最近の中国では海外旅行と投資移民の話が不可分の関係で語られていることは、以前本ブログでも指摘したことがありますが、ニューヨークやオーストラリアの不動産物件の買収話だけではなく、身近な投資先として済州島がここ数年注目されていたのです。

中国の海外不動産投資ブームをいかにビジネスチャンスとするべきか(COTTM2013報告 その5)
http://inbound.exblog.jp/20520343/

これは投資移民のためのサイトの済州島のページです。

济州岛汉拿山小镇 - 韩国投资移民
http://www.jejuvip.com/forum-39-1.html
物件の紹介だけでなく、韓国では50万ドルの投資が必要なことなど、移民のノウハウを解説しています。いまの中国人の投資移民熱には、「いつでも逃げられる海外の拠点を用意しておきたい」という彼らの正直な願望が背景にあると思います。
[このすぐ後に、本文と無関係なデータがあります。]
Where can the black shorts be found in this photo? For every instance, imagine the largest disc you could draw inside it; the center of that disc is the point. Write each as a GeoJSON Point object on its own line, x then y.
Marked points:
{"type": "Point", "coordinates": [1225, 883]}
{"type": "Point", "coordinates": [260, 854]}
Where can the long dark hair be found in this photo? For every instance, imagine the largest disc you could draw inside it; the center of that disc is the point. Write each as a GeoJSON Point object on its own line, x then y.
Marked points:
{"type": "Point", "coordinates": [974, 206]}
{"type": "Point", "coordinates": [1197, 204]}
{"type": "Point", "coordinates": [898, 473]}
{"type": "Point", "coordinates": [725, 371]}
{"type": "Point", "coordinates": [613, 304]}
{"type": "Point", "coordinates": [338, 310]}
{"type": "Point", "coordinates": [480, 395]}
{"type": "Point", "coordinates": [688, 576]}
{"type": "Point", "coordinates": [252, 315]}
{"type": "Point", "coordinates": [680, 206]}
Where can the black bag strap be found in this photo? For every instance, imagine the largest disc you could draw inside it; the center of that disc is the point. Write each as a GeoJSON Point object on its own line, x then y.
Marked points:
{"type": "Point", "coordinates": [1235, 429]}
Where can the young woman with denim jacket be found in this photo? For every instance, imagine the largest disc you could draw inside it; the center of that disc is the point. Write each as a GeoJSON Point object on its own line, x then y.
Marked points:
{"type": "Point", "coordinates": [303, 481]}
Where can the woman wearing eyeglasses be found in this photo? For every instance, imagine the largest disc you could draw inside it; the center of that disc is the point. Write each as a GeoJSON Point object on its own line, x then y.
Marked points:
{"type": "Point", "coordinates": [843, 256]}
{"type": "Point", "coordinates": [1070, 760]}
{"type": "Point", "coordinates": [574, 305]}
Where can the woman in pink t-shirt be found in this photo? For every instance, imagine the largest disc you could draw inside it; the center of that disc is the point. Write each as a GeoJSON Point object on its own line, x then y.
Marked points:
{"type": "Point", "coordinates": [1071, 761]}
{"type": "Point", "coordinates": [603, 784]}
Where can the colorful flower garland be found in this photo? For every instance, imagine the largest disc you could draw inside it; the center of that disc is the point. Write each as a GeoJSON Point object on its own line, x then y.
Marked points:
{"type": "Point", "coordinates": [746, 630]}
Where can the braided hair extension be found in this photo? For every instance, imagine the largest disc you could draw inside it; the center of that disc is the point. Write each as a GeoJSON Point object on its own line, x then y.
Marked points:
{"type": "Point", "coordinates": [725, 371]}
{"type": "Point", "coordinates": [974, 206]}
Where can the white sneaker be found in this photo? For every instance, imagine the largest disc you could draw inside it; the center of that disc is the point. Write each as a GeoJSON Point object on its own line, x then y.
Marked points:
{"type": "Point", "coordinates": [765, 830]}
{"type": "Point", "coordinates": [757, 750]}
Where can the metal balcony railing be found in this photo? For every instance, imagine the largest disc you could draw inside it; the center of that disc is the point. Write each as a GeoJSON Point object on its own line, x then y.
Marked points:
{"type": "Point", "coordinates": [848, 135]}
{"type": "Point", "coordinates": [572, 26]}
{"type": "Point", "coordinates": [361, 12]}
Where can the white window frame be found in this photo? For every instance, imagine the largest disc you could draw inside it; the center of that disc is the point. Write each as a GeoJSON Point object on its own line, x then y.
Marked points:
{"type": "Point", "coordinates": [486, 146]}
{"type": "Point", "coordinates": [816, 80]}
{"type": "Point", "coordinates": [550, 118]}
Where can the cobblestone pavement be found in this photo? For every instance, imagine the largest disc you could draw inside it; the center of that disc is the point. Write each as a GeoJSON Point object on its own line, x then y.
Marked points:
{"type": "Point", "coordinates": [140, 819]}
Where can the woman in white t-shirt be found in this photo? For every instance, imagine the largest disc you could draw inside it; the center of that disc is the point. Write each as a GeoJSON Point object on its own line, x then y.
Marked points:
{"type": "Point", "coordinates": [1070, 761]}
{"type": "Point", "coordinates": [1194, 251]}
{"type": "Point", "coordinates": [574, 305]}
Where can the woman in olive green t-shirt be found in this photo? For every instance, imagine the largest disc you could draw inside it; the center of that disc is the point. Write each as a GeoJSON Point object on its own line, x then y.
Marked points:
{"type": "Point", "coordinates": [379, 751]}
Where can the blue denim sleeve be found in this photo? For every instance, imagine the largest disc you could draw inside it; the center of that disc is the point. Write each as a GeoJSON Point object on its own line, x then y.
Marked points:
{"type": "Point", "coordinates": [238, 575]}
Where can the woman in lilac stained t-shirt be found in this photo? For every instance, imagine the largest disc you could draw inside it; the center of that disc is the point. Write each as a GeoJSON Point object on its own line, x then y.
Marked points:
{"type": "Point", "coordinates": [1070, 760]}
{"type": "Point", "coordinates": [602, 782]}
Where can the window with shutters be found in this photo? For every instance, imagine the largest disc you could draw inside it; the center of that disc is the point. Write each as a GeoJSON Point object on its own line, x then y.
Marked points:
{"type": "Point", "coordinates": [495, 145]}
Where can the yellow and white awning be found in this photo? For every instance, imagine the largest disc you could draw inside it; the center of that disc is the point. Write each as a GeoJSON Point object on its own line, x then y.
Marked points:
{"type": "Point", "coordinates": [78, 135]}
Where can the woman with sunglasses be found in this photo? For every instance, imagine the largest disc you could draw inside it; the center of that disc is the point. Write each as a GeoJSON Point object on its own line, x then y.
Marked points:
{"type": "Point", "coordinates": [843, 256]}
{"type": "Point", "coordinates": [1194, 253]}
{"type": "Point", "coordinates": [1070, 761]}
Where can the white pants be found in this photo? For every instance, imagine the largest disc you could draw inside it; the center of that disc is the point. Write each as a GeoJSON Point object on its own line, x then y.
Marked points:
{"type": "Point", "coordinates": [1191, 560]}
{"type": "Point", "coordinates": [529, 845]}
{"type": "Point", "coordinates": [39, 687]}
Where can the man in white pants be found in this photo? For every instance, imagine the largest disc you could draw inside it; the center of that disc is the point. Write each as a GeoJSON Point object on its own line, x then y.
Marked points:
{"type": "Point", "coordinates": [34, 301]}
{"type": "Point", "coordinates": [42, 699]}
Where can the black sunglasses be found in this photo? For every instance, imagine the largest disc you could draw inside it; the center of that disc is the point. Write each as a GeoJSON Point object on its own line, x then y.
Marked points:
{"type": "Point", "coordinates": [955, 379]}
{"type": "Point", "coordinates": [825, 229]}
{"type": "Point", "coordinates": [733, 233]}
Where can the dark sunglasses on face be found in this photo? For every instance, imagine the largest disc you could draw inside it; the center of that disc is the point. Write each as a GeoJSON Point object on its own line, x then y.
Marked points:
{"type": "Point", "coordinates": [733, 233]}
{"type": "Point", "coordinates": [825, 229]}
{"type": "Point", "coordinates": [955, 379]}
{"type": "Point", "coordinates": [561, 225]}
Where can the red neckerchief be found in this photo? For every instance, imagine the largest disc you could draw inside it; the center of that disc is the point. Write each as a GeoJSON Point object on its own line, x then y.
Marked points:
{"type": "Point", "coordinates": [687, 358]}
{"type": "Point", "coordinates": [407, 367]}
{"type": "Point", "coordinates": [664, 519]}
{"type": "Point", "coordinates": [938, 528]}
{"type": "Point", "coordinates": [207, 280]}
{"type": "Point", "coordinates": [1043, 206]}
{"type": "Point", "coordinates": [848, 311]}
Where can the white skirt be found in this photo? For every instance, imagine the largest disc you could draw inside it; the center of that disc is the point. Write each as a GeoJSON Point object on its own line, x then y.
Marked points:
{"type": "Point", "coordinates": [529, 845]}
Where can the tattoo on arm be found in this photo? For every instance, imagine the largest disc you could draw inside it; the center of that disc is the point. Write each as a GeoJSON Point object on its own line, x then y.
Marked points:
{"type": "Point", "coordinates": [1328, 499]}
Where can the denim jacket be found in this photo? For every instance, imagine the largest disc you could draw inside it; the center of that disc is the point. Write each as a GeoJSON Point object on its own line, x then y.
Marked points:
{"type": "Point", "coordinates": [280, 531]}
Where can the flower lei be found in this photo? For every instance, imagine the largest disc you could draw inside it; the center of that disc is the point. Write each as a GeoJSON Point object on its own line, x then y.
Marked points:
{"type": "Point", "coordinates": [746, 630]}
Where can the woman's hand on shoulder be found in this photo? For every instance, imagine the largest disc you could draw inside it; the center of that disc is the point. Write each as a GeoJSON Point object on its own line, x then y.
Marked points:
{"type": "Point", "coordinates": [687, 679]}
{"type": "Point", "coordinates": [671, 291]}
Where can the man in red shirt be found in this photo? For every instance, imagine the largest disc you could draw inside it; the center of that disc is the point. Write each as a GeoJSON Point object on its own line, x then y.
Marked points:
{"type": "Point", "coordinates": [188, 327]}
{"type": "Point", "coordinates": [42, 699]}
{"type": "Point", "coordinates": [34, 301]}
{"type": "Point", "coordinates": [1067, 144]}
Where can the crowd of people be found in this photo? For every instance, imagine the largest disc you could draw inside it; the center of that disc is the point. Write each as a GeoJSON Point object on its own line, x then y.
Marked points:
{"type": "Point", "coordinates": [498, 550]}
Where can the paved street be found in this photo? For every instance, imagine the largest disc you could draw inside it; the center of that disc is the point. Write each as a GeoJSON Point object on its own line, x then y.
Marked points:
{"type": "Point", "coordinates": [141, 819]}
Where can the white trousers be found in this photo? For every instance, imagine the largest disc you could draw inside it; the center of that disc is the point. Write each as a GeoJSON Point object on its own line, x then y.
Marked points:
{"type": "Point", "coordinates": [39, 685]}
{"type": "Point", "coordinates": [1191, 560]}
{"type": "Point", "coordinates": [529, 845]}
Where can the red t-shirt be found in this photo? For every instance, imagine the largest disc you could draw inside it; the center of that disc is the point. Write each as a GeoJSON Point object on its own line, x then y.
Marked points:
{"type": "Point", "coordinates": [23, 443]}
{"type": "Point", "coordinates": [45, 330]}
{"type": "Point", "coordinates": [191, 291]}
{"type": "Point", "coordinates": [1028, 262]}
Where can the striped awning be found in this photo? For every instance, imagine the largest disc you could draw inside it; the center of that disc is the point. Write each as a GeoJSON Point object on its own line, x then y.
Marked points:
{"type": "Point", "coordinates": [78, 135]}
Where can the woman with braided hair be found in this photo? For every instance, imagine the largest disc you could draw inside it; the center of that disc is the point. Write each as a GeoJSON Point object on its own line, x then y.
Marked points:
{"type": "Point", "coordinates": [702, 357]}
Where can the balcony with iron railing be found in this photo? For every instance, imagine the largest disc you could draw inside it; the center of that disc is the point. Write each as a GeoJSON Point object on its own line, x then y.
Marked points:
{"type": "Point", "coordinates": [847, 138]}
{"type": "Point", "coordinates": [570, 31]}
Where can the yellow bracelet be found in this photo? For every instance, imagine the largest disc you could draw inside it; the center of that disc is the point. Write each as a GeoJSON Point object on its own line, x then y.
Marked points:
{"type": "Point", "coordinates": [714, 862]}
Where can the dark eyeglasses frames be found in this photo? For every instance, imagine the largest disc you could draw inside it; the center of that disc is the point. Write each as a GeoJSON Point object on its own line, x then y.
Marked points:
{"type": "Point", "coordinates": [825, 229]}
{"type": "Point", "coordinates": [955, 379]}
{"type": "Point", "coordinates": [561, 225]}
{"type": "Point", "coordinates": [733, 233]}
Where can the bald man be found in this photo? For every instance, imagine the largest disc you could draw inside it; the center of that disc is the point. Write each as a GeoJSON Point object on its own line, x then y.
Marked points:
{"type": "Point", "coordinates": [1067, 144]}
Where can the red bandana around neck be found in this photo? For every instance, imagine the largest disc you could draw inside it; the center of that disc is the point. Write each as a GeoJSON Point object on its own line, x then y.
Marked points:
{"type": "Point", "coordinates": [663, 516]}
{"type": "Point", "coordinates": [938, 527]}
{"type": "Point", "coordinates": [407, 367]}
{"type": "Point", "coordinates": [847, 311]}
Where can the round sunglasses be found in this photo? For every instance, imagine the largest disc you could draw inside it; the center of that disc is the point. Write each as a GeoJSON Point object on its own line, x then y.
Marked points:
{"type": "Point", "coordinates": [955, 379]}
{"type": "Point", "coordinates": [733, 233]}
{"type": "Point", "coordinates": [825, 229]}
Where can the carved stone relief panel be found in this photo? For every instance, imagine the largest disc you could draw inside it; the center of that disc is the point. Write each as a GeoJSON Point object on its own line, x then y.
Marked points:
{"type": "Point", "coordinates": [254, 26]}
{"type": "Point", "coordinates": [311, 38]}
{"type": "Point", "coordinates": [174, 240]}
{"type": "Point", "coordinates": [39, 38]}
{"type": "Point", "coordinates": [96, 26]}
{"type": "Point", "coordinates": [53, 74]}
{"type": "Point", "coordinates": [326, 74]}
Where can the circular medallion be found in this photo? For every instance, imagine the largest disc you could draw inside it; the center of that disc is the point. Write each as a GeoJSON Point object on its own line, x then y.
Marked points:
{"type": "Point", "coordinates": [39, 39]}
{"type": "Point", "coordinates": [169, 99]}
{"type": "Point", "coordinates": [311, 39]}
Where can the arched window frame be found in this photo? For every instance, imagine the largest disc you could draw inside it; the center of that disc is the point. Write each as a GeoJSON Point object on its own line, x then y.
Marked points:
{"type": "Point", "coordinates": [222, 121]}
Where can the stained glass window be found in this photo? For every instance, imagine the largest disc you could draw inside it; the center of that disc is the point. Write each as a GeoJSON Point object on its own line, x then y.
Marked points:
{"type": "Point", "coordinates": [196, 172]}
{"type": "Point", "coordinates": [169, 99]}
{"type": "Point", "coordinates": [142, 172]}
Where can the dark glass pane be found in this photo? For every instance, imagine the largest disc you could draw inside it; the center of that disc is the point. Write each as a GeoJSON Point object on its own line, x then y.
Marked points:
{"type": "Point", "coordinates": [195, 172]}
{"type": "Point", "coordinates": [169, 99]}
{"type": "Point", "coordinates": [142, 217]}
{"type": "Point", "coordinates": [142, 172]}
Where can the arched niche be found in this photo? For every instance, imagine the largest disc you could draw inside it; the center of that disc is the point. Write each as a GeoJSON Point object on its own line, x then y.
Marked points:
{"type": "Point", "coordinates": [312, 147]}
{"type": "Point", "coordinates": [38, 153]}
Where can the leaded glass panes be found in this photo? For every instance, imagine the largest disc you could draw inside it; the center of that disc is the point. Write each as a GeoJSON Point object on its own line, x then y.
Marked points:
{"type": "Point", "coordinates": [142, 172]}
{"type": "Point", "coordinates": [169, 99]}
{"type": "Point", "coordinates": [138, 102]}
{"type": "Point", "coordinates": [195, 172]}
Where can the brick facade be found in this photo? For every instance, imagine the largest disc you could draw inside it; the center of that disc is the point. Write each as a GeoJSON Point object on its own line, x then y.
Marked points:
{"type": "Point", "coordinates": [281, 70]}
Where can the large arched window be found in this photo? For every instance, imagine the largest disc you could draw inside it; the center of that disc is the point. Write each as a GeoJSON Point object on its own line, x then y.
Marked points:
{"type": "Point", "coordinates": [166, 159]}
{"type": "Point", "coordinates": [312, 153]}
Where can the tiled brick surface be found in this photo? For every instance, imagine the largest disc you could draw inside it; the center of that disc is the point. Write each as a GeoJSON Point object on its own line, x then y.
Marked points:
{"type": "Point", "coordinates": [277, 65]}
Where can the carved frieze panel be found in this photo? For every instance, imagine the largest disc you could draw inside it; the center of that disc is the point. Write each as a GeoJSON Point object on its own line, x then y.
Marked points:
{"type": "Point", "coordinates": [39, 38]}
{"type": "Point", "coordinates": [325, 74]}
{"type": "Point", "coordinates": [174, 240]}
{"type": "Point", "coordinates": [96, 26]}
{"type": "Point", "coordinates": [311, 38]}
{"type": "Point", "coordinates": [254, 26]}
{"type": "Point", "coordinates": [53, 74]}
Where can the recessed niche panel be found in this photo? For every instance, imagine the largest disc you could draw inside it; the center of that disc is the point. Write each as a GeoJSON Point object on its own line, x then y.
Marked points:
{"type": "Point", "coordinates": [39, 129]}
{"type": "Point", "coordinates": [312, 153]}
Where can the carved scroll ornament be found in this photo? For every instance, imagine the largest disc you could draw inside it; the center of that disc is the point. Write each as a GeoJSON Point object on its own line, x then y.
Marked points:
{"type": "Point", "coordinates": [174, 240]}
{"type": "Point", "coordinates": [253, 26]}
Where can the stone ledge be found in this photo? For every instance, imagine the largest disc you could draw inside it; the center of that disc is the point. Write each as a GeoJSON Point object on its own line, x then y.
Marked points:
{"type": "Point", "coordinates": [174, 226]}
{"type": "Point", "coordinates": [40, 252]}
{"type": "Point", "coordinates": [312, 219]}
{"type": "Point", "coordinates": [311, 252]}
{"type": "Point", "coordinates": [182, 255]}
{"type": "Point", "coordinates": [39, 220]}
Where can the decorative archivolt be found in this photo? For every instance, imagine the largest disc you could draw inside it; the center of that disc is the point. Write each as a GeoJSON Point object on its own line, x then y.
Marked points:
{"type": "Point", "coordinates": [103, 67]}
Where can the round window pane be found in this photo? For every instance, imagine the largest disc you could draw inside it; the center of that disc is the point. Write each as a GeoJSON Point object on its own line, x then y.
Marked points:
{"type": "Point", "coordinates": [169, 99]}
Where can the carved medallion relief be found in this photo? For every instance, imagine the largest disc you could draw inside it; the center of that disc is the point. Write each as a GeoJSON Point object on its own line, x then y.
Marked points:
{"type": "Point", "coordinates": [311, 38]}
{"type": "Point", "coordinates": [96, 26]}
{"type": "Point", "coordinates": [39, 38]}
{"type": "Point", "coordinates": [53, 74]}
それにしても、済州島を訪れる「外国人客の9割近くが中国人」という状況にはビックリですが、韓国政府の施策でこの島に限って中国パスポートでもノービザなのですから、当然かもしれません。先日東京を訪れていた中国瀋陽の旅行会社の友人も、最近の中国人の韓国旅行先はソウルか済州島のどちらかで、後者の人気が高いと話していました。ツアー料金が驚くほど安く、ノービザなのがいちばんの理由といいます。

2014年に600万人を超えた訪韓中国人数は、今年も増加し、700万人を超えるといわれています。問題は、以前も指摘したように、地元では「中国客が増えても大歓迎とはいえない」事情があることでしょう。

中国客が増えても大歓迎といえないのは韓国、台湾でも同じらしい
http://inbound.exblog.jp/23872141/

記事の主張(韓国の視点から東アジア情勢をみることが対話の糸口にならないか)は、中国の韓国への投資移民の話を日韓関係に結び付けようとするところに少々無理を感じますが、こうした複合的な視点は常に必要なことだとは思います。

もっとも、いま済州島で起きていることは、専門家も指摘するように「現政権の志向ではなく、構造的なもの」でしょう。歴史的にみて、かつて起きていたことのひとつの再現なのだと思います。

気になるのは、記事でも指摘するように「中国経済が急減速したり、関係悪化で中国政府が観光や投資を抑えたりしたら、島はどうなるのか」。おそらくこれも、歴史的にみれば再現するかもしれません。その日にどう備えるのか。すなはち、済州島のチャイナタウンが中国全土に増殖する鬼城になる日にです。なぜなら、済州島で起きていることは、中国国内で起きていることにそっくりに見えてしまうからです。